Attendez le coup de sifflet... Si je vous entends parler , carton jaune "... . Il
était 15 heures précises , un coup de sifflet strident donna le signal du début
de la rencontre.
Dès le début de la partie , le Sporting fut balloté et dominé
dans tous les compartiments du jeu. L'aiguille des minutes n'avait pas achevé
son cinquième tour que le score était déjà ouvert , et la demi-heure atteinte
voyait ce même score aggravé d'une nouvelle unité ! Un silence impressionnant régnait
sur les gradins. La foule muette de stupeur , les dirigeants , les jeunes du
club , des poussins aux cadets étaient bien obligés de constater que le
Sporting , tout en étant numériquement au complet sur le terrain jouait en
réalité à 10. Sa force de frappe , son ailier de charme , si précieux
d'habitude , n'était plus qu'un fantôme traînant lamentablement son ombre et ,
comme on le dit vulgairement au coin des buvettes , il ne touchait pas sa
canette. Un grand soupir s'éleva de la foule lorsque la mi-temps fut atteinte.

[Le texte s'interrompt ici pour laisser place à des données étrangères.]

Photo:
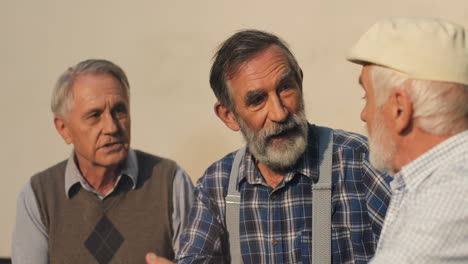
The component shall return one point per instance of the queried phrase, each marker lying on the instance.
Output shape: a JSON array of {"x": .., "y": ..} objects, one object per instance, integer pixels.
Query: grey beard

Le Sporting était mené 3 à 0. Les joueurs rentrèrent la tête basse au vestiaire
où flottait un silence de cathédrale. A vrai dire , la seule question que l'on
pouvait se poser était la suivante : A combien allait se monter l'addition , 6
, 7 , peut-étre 8 à 0 ! Quelle humiliation en perspective !
Le président du
Sporting , Jacques Boulet , blotti dans un coin , n'en croyait pas ses yeux.
Qu'avait-on fait à son équipe , si
homogène d'ordinaire , au jeu collectif
posé , à la défense hermétique. Les 10 minutes de repos parurent durer un
siècle. A la reprise, une timide attaque des joueurs à damiers put faire croire
qu'un dernier sursaut pouvait permettre à l'équipe de remonter ; mais non ,
c'était le chant du cygne, la domination de l'équipe adverse se fit plus
pressante encore.
Toutefois, le score se stabilisa à 3 à 0. Il ne restait plus
que 25 minutes à jouer. Un grand cri , un cri inhumain fit tourner la tête à
tous les spectateurs. A l'autre bout du stade , très loin de l'action alors en
cours , c'était notre héros qui venait de pousser ce hurlement déchirant. Un
deuxième cri de bête féroce glaça la foule de terreur. Jean-Michel Laflèche ,
comme un fou , se précipita hors du terrain et fonça vers le fond du stade ,
tel un aigle sur sa proie. Le Sporting jouait à 10. L'entraîneur décida que
cela ne pouvait plus durer et fit s'échauffer le douzième homme. Des cris , des
vociférations , des bruits de lutte provenaient à ce moment de l'endroit vers
lequel s'était précipité Jean-Michel. Les spectateurs n'avaient plus d'yeux que
pour ce qui se passait à l'autre bout du stade...
Pourquoi Jean-Michel Laflèche
est il sorti si précipitamment du terrain ? Quels sont ces bruits de bagarre ,
que se passe-t-il au fond du stade ? Le Sporting encaissera-t-il un carton ?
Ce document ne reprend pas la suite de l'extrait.